I know it is frowned upon in many circles today. But, this evening, as we have for at least thirty years, the community in which I serve will observe a Seder Supper.

Here is my understanding of why this feels like a legitimate practice for Christians:

Seder is a Jewish ritual meal observed every year most often in family units by Jewish believers at the time of Passover. It follows the Haggadah which is an outline for ritually observing the instruction given to Moses in Exodus 13:8 that “You shall tell your child on that day, ‘It is because of what the Lord did for me when I came out of Egypt.’”

The celebration of Seder by Christians is in no way intended to be disrespectful to the Jewish people among whom this ritual has its origins and to whom it uniquely belongs.

When, as Christian we celebrate Seder, we are not pretending to be Jews. We are also not suggesting that the events of the Passover and Exodus of the Hebrew people simply point forward to their fulfillment in the coming of Jesus, as if the events in the history of the Hebrew people were lacking something in their original meaning and purpose. Christians believe that God is truly and deeply revealed in the Hebrew Scriptures and in the stories that tell the history of the Jews.

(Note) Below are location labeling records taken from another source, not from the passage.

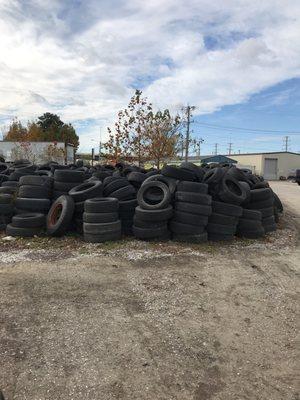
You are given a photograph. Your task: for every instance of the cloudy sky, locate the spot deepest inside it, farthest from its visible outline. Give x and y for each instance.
(237, 61)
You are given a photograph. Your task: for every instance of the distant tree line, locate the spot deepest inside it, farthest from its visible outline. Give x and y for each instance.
(47, 128)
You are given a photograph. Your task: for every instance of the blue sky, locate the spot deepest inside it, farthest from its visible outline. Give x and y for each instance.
(239, 65)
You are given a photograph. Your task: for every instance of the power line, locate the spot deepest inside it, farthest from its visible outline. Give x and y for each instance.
(212, 126)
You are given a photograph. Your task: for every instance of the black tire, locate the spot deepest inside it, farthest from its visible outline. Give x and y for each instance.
(223, 219)
(266, 212)
(232, 191)
(29, 220)
(114, 185)
(13, 184)
(154, 215)
(63, 175)
(195, 187)
(260, 194)
(22, 232)
(218, 237)
(226, 209)
(101, 204)
(213, 176)
(64, 186)
(250, 234)
(201, 238)
(6, 209)
(101, 228)
(60, 216)
(270, 228)
(101, 238)
(251, 214)
(221, 229)
(8, 190)
(125, 193)
(87, 190)
(249, 224)
(170, 182)
(149, 233)
(6, 198)
(193, 208)
(36, 180)
(178, 173)
(140, 223)
(261, 204)
(142, 199)
(190, 219)
(34, 192)
(185, 229)
(191, 197)
(127, 205)
(95, 218)
(35, 205)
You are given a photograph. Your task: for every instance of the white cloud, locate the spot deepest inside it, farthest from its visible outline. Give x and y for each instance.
(81, 60)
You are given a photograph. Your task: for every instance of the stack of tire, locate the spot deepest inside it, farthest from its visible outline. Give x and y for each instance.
(250, 225)
(84, 191)
(192, 209)
(26, 225)
(263, 200)
(6, 209)
(223, 221)
(121, 189)
(65, 180)
(34, 194)
(101, 220)
(153, 212)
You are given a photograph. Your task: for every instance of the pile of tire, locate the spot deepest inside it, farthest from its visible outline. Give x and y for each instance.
(65, 180)
(153, 212)
(121, 189)
(223, 221)
(84, 191)
(34, 194)
(101, 220)
(26, 225)
(263, 200)
(6, 209)
(192, 209)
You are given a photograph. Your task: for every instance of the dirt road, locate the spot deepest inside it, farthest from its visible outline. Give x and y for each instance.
(149, 321)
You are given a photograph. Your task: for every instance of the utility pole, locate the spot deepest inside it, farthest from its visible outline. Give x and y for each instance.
(286, 142)
(216, 148)
(188, 111)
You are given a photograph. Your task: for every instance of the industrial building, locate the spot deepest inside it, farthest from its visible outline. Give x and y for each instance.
(272, 166)
(36, 151)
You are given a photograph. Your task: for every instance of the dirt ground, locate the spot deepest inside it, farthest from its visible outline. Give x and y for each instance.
(143, 321)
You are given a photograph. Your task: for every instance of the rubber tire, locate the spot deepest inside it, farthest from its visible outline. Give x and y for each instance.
(190, 219)
(95, 218)
(166, 195)
(87, 190)
(195, 187)
(34, 192)
(186, 229)
(193, 208)
(59, 226)
(101, 228)
(35, 205)
(223, 219)
(22, 232)
(221, 229)
(154, 215)
(29, 220)
(101, 204)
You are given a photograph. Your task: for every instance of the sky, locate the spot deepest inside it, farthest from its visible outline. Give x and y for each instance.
(236, 61)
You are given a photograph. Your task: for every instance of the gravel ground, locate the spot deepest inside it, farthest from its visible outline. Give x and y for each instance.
(155, 321)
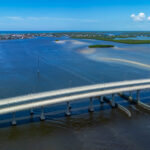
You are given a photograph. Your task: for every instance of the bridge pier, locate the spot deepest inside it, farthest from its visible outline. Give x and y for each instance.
(91, 108)
(101, 99)
(14, 123)
(113, 100)
(31, 112)
(138, 96)
(42, 117)
(68, 113)
(130, 95)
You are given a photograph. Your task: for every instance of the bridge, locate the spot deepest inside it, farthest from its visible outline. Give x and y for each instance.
(100, 91)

When we celebrate Seder, just as when we read the Old Testament, we seek to honour the deep and rich heritage of our roots in Jewish faith and tradition. The first Christians all came from Jewish origins. The early church was shaped by the culture, liturgy, theology, and spirituality of Judaism.

Christianity was born in the Jewish faith. It is impossible to enter deeply into the spirit of Christianity without having some awareness of the Jewish soil out of which Christian faith was born and in which it was first nurtured.

Jesus was a devout Jew throughout his life. Although he would never have celebrated Seder as it is now observed (Seder evolved into its current form between the destruction of the temple in 70 CE and the thirteenth century CE), Jesus certainly would have observed Passover and heard and told the stories of the Hebrew peoples’ liberation from slavery in Egypt.

The words and symbols used in Seder tell a universal story of bondage and freedom.  They tell of the reality that we often find ourselves feeling lost and cut off from the wisdom and light of God, but that no one has ever been forsaken by God.  The Seder speaks of God’s abundant provision for all people in times of need and struggle. The Seder story points to the reality of sorrow and the abiding promise of new life born even in the wilderness periods of our lives.

Seder speaks of truths we all share regardless of how we express them in our particular tradition. In Seder we celebrate the enduring power of life and the steady faithfulness of God’s mercy.  We hold these deep convictions in common with our Jewish brothers and sisters and with people of all faiths.

As Christians we see these themes embodied in the life, death, resurrection, and ascension of Jesus. Our unique celebration of these great truths is the supper Jesus left his followers during the last Passover he shared with them just before his death.

Seder is not Eucharist. But for Christians, Seder points to the root out of which the meal we share at the table of Christ emerged and reminds us of the gratitude and respect we owe to the Jewish forbearers of our faith.

In a world so often tragically divided a ritual that can be shared across faith traditions is a great gift and sign of hope and peace for all people.